Qelbree now received approval for ADHD treatment in children starting at the age of six, adolescents as well as adults.
Supernus Pharmaceuticals president and CEO Jack Khattar said: “As a leader in the field of CNS, we are fully committed to better understanding how to treat complex diseases such as ADHD.
“Today’s approval marks a major advancement in the treatment of ADHD and is an important milestone just one year after the approval of Qelbree to treat paediatric patients. We are proud to bring a new novel nonstimulant option for adults into the market after two decades.”
The approval of Qelbree, a new nonstimulant taken once-daily for full-day exposure, is based on positive results obtained from a Phase III study in adults with ADHD.
It represents the first approval of a new nonstimulant treatment for adults in 20 years.
Efficacy and symptom improvement was observed early when these adults received the treatment, which has a safety and tolerability profile.
No evidence of abuse potential was reported in clinical studies.

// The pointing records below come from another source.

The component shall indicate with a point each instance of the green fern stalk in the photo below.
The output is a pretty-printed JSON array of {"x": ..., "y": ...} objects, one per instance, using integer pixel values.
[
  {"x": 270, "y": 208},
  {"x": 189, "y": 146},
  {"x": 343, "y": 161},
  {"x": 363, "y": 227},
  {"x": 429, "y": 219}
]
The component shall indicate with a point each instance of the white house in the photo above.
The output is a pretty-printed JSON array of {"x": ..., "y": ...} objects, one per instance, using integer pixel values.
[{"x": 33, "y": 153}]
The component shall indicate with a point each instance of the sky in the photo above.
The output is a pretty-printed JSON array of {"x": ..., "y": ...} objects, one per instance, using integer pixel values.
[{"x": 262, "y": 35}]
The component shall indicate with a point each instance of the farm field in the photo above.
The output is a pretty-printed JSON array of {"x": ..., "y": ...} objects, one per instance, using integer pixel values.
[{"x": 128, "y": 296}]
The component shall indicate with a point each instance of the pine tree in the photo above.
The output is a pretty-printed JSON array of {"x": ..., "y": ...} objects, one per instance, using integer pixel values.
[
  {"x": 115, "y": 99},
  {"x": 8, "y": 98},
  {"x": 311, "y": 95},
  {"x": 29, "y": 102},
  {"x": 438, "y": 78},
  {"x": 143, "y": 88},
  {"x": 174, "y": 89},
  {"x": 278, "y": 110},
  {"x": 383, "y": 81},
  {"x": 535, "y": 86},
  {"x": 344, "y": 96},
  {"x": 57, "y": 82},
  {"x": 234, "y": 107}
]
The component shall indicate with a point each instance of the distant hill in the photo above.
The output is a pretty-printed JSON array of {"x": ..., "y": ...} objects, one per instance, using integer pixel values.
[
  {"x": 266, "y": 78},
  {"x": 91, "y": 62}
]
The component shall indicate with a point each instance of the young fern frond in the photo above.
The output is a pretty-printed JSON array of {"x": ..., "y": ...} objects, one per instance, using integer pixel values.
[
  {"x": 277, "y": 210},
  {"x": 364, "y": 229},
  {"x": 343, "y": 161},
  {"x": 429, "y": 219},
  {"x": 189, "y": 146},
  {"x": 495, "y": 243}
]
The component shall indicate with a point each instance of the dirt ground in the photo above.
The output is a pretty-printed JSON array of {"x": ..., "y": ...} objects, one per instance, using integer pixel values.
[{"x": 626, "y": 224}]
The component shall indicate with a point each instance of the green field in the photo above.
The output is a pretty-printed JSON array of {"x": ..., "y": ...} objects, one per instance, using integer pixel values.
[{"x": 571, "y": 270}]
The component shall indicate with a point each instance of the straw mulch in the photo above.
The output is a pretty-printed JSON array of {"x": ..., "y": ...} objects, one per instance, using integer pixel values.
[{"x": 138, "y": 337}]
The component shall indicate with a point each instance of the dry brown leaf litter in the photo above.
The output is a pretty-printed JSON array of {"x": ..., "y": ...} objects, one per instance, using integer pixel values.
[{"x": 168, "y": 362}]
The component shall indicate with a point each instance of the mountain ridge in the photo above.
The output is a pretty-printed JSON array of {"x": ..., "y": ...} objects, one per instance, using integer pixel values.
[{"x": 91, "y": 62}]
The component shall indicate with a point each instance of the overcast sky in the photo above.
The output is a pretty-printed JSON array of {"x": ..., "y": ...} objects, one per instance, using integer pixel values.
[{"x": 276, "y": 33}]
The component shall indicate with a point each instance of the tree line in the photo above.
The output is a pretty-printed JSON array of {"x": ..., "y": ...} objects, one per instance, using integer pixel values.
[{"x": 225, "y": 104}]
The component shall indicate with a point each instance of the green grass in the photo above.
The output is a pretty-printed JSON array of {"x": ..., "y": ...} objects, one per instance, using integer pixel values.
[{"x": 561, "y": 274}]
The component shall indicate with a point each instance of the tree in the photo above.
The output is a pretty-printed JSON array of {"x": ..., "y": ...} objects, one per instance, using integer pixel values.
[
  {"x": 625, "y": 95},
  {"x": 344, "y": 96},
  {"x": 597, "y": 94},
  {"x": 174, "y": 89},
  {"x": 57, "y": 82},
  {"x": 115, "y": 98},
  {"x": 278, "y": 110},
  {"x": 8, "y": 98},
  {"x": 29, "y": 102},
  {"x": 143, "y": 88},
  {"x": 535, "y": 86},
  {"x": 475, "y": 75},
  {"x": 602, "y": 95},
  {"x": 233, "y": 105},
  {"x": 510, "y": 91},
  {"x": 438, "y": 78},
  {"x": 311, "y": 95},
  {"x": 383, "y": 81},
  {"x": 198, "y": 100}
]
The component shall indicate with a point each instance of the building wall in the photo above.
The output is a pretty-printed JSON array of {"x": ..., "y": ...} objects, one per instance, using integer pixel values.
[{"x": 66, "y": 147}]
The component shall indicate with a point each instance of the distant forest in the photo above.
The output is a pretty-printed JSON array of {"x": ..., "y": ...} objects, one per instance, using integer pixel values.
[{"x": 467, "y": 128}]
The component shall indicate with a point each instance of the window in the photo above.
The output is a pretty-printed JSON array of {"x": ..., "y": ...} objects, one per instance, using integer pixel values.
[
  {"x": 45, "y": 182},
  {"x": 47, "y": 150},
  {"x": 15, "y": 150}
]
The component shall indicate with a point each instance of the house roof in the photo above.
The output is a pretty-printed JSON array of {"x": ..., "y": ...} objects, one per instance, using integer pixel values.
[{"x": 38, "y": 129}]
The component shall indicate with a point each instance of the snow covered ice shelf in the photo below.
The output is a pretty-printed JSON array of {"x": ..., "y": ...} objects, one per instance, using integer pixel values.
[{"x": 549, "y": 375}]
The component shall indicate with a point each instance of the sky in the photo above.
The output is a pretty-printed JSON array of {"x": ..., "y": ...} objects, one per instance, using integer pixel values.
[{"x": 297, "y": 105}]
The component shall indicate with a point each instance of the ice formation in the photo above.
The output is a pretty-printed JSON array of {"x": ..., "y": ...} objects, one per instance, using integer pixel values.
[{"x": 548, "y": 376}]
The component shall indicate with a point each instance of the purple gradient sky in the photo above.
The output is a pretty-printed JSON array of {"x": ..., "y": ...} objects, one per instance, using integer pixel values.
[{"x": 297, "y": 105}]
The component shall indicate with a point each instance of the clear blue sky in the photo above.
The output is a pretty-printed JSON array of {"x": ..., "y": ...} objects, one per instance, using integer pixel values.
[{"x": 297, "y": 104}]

At a daily flexible-dose between 200mg and 600mg, the randomised, double blind, placebo-controlled Phase III trial met the primary endpoint.
The study also met the key secondary efficacy endpoint with statistical significance (p=0.0023) in the change from baseline of the Clinical Global Impression – Severity of Illness (CGI-S) Scale at week 6.
The active dose was found to be well tolerated.